Absolutely no one will make me own a cell phone or install corpo spyware. It is still actually a choice.

everdrive 6 hours ago||
And if the only option is an app, then I'm not interested in your product / store / company.
Larrikin 6 hours ago||
If the app can be replaced by a website the app is useless. The web is not as powerful as an app and you will miss out on emerging tech. Facebook doesn't actually need an app, but I can not unlock my door, tap to pay, or connect to a specific selection of speakers in my home on a website.
everdrive 5 hours ago||
100% of the emerging tech you listed either allows for a hacking / warrant / data leakage risk or is else so decadent I don't know how to respond. I don't want any of it.
Larrikin 5 hours ago||
Then all your interactions on the computer in your pocket that is more powerful than the computers that took us to the moon are just a bunch of JSON and REST calls. I will locally map out my home in 3D for renovations while you let social media dictate how you use your computer.
functional_dev 4 hours ago||
I am with you here.. there is actually name for why companies do this. They are not pushing app because it is better, but because browser tab cannot lock you in.

Mapped it out here if curious - https://vectree.io/c/enshittification-how-digital-platforms-...

joshstrange 4 hours ago||
The sad reality is people _want_ apps and the people paying for web/apps to be built also want apps (even before we talk about tracking/ad-blocking reasons).

I too love the web, but throughout my career the idea of web-first/web-only has been DOA. There is some level of perceived prestige from having an app.

I've told this story countless times but on multiple occasions I've written cross-platform apps using web technology. Throughout the development process, I have urged or even begged the stakeholders to try out the web-based version on their phone. It's almost identical. You just see the browser chrome in the web version. And yet it's not until I provide native builds that some people will even bother to look at.
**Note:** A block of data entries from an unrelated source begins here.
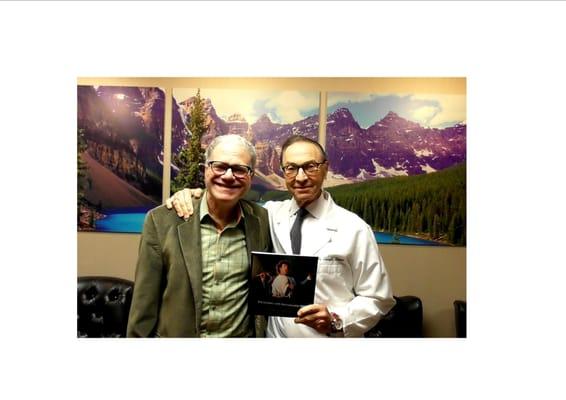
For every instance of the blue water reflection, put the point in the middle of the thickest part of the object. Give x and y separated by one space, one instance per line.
132 222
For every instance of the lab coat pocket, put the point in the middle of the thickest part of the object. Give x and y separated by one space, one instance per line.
331 265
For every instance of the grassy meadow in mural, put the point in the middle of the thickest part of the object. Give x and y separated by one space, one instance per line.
120 153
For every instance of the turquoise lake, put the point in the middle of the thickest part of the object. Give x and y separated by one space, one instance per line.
132 222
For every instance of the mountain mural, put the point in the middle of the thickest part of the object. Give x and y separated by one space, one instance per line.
123 129
392 146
I provide web interfaces as part of the package but I could probably skip that and no one would bat an eye (I won't though, it's practically free to do that alongside the native apps and I prefer it).
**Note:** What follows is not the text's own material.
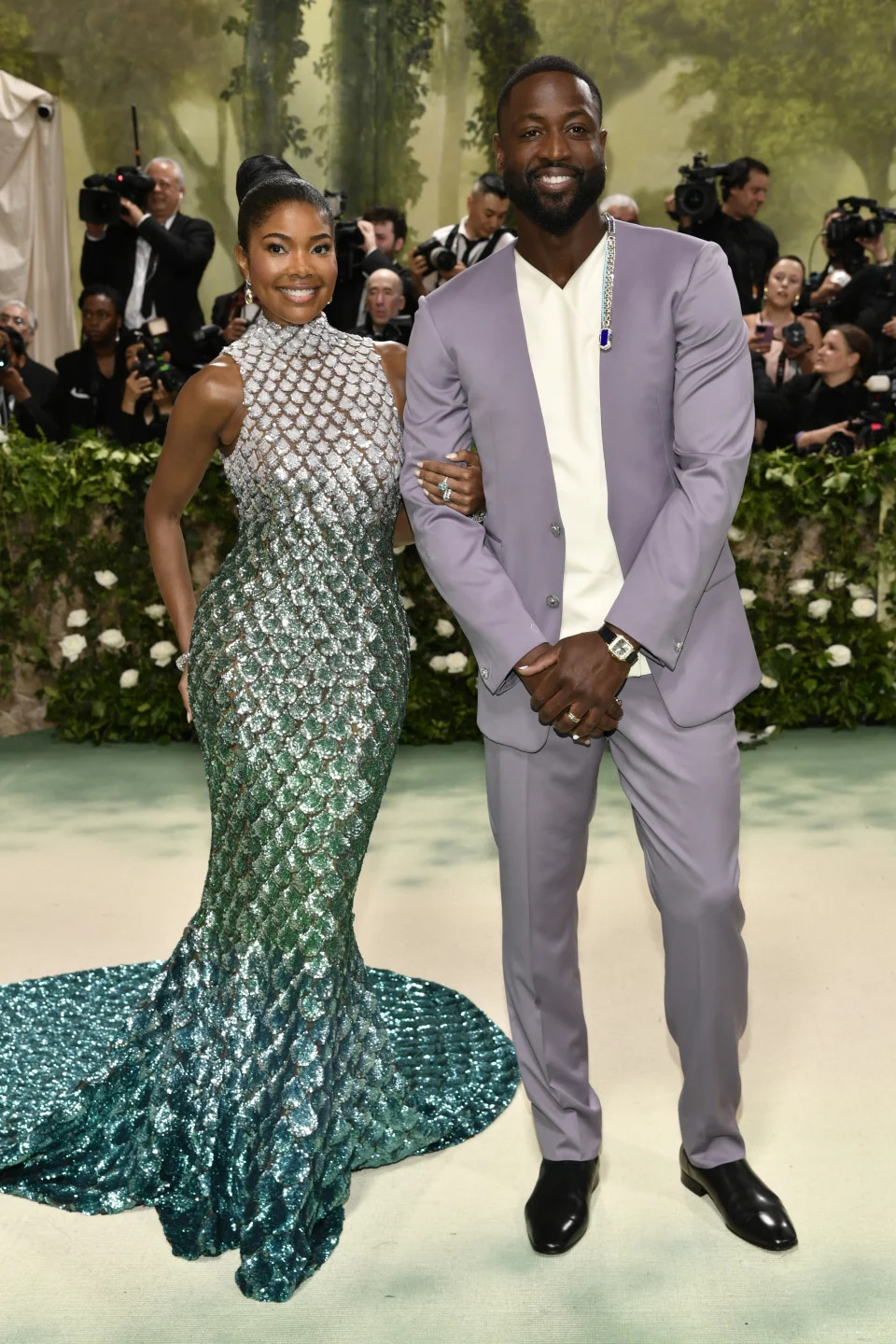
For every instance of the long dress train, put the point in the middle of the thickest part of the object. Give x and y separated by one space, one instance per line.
235 1086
There are a handful of things you can only do, or only do well, in an app so I do understand that argument. Also, I find some PWA-advocates to clearly not be living in reality: "You can do X in a PWA" - only if you hate yourself and enjoy silly limitations that clients do not and will not understand or care about ("Just make it work, an app can do this!").

nitwit005 3 hours ago||
> The sad reality is people _want_ apps

I went to a gas station and they had someone offering to pay customers if they'd install their app. Discount gas for X months. No one seemed interested.

People do want apps for things they do quite often, but that's mostly social media or video games. The hassle of install and account setup simply exceeds the benefit of rarely used apps.

marxisttemp 3 hours ago||
Why is it sad to want an app?
palata 3 hours ago|
Those are valid arguments but I like apps better, for other reasons. Mostly security.

When I use, say, the Signal app:

- I can audit it, download it or even compile it myself from sources

- Once I have installed it, Signal doesn't get to change it "in my back"

- As a result, I don't need to trust Signal for the end-to-end encryption, which is the whole point of end-to-end encryption.

When I use a webapp, say ProtonMail:

- Every time I load the webapp, it is downloaded from the Proton servers. Even if I once stop to audit it, next time I load it, it may totally be a different codebase (that e.g. adds a backdoor, potentially just for me, and just this one time).

- I need to trust that Proton doesn't inject a backdoor to extract my key, then end-to-end encryption is useless. I could also trust Proton to not read my emails, right?

- If a webapp is served by a CDN, I have to trust that the CDN doesn't tamper with it. Actually Meta has an extension made for verifying that for WhatsApp Web. The extension is a bulky way to make sure that you loaded what Meta wanted you to load (i.e. that Cloudflare did not tamper with it), but it DOES NOT ensure that Meta did not inject a backdoor just for you, just this time.